Le président de la République a souhaité que la mise en place du 5ème risque s'accompagne d'un investissement plus important des organismes de prévoyance et que l'on tienne mieux compte des capacités contributives et du patrimoine des bénéficiaires
Le sujet, on le voit, est tout sauf simple.

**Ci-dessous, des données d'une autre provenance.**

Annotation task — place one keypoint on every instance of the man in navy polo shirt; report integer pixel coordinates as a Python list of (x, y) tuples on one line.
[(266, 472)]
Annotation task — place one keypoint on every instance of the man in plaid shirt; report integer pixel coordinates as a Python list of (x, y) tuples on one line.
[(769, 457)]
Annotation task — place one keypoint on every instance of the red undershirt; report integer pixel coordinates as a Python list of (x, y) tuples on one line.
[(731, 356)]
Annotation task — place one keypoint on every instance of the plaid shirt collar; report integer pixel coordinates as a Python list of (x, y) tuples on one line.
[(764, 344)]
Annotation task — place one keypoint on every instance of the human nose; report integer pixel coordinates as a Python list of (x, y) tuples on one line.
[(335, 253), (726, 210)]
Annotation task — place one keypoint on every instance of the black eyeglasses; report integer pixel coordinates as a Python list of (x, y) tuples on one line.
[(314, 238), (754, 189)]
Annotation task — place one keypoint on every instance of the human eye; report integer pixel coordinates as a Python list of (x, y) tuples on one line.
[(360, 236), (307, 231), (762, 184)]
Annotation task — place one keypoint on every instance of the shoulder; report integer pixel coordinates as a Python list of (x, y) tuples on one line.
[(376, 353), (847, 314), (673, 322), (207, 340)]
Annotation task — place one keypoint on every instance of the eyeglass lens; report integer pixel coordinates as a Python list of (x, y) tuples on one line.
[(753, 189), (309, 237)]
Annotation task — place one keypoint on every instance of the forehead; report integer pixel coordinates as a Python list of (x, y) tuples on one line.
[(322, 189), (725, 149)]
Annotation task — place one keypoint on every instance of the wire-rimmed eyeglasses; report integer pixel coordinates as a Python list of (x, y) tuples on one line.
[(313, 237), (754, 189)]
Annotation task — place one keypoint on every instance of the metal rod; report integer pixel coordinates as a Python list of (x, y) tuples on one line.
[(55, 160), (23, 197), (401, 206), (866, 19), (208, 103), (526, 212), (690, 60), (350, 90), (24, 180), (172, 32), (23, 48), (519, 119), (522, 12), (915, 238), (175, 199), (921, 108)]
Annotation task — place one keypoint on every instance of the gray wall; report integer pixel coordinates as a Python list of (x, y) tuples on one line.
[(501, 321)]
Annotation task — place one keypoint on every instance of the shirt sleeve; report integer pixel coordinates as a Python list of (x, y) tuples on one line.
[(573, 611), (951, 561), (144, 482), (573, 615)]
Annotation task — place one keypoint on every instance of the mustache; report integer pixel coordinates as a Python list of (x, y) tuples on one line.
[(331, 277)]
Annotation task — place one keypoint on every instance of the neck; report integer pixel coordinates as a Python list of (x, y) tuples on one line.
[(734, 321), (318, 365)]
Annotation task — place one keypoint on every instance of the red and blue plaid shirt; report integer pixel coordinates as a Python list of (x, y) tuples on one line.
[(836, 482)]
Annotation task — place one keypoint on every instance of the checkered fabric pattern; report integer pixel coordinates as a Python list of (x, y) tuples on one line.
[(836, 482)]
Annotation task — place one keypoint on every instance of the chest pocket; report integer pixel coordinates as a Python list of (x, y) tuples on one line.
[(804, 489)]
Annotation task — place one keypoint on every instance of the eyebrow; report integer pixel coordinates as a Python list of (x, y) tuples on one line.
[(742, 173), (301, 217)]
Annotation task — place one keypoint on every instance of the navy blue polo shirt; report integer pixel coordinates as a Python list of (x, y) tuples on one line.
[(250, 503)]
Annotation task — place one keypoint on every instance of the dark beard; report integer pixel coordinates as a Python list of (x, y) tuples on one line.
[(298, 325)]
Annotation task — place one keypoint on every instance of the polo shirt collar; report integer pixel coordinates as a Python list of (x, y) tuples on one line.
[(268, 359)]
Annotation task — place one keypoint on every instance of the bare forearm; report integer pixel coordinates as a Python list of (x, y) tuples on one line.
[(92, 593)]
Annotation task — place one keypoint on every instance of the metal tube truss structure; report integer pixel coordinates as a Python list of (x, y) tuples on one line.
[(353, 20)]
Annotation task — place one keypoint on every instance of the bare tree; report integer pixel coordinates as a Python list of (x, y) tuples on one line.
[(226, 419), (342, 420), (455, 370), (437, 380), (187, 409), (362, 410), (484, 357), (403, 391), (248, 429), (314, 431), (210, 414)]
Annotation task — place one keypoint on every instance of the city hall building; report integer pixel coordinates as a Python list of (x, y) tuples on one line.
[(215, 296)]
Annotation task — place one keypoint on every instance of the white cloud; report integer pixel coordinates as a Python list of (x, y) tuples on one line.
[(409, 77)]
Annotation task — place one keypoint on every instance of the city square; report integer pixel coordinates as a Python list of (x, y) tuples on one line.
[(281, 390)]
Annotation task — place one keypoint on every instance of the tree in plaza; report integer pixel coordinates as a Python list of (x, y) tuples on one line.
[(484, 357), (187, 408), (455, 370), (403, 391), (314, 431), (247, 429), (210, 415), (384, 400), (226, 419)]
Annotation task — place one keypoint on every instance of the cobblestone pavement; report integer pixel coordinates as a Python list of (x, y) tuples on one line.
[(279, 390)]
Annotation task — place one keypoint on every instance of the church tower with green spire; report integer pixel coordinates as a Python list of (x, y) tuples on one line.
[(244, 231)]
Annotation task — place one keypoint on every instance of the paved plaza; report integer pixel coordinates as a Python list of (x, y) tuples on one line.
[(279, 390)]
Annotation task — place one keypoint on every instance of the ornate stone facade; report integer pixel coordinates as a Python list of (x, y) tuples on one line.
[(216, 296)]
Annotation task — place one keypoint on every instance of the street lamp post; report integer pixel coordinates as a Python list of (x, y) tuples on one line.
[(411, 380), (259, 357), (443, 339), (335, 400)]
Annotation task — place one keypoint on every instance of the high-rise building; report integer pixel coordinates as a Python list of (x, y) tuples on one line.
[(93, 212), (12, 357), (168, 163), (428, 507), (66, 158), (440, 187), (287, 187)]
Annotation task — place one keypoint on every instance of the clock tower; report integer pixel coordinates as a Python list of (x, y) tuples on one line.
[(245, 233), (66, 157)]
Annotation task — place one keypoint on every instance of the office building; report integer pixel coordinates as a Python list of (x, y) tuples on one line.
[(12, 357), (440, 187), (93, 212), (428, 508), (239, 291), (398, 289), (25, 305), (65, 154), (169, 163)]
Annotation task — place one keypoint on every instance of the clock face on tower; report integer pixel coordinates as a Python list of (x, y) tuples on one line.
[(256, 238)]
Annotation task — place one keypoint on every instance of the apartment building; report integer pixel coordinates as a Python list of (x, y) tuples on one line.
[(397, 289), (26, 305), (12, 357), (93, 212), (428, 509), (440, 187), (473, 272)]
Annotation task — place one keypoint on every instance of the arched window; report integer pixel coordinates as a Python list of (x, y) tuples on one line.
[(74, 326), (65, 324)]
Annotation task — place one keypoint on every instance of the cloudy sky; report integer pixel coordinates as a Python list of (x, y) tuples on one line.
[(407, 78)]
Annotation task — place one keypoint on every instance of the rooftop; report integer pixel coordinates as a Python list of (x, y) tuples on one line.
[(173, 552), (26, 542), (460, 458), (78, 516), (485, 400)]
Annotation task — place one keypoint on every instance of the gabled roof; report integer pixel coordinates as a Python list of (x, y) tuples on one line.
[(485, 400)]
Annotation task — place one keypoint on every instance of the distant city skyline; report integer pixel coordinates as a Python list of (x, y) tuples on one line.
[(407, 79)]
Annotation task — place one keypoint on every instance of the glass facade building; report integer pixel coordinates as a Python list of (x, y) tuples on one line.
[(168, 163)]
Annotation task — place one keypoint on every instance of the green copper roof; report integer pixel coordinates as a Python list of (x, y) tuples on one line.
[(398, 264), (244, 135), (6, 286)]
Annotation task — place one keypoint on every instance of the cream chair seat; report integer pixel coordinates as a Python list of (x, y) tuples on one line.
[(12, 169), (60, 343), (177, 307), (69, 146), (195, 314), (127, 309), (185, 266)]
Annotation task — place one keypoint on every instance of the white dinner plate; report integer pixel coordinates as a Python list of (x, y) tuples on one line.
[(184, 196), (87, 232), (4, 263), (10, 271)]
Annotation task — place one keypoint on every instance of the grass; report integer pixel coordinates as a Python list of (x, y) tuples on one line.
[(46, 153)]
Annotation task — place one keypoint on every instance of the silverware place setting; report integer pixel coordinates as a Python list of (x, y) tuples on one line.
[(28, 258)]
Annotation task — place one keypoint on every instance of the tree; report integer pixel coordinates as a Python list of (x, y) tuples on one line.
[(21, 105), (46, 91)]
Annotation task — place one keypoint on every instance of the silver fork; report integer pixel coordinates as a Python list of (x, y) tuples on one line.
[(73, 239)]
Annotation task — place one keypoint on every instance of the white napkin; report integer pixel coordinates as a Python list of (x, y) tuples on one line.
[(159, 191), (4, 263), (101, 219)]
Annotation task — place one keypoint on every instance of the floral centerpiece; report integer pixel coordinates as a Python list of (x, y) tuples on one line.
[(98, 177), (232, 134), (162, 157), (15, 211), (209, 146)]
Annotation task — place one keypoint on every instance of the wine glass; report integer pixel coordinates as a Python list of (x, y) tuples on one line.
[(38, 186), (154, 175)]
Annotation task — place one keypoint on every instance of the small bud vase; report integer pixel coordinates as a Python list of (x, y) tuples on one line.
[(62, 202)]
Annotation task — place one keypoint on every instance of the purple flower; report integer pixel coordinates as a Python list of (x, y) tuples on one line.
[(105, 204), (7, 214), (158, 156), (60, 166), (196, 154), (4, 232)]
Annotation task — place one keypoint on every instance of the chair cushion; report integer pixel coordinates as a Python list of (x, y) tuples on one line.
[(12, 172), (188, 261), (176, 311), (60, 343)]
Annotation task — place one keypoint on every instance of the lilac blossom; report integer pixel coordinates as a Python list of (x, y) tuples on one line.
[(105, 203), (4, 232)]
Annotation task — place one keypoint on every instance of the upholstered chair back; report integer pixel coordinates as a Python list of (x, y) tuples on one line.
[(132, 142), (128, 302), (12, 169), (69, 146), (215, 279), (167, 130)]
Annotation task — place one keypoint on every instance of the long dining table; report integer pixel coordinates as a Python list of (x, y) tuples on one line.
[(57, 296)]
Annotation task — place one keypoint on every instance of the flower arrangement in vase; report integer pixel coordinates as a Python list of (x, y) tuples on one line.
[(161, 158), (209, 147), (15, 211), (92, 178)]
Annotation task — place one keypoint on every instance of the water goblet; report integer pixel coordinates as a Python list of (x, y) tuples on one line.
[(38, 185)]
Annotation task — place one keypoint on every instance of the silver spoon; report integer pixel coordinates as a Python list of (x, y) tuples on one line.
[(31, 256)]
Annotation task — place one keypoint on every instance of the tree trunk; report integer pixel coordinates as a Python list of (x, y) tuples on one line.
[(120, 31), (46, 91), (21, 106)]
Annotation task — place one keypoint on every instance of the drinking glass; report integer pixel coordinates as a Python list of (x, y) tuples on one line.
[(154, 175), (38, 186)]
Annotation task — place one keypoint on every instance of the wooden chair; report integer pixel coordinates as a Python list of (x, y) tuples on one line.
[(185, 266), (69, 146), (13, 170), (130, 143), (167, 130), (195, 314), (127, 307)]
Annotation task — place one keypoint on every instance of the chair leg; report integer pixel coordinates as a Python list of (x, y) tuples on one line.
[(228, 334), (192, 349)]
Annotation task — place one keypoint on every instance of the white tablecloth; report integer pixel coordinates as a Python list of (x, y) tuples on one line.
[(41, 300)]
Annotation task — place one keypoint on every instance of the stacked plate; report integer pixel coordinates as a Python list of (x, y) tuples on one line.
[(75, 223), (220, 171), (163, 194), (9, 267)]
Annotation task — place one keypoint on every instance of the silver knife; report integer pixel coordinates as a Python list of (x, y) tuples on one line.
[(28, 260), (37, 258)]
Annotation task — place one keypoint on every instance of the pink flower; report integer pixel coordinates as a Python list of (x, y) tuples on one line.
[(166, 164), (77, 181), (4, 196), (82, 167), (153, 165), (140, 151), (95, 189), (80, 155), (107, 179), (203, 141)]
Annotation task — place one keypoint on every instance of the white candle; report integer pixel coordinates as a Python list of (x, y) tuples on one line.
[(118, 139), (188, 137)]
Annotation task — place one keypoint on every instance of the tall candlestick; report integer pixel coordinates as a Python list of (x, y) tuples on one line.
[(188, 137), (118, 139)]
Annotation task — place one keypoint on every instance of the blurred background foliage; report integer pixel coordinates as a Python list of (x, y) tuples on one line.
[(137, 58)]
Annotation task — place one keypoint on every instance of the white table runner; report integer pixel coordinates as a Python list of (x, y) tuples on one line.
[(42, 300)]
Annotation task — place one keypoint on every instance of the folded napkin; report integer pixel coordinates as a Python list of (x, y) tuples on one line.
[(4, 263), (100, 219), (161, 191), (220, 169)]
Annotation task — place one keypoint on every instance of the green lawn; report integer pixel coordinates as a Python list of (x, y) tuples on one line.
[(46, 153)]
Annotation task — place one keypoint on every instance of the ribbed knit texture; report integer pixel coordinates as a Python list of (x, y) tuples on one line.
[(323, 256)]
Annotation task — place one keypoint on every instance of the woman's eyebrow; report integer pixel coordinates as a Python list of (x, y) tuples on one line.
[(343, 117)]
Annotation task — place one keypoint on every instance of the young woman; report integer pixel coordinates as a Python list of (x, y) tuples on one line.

Ce sera le grand intérêt des travaux de cet après-midi de confronter les avis, proposer des pistes, mettre en avant les points qui font consensus et ceux qui sont sujets à discussion.
Mon ambition, en ouvrant cette table-ronde, n'est pas d'annoncer le plan de financement de la politique de la dépendance dans les cinq ans qui viennent mais de profiter des échanges de cet après-midi pour éclairer les choix que nous serons amenés à prendre dans les prochains mois.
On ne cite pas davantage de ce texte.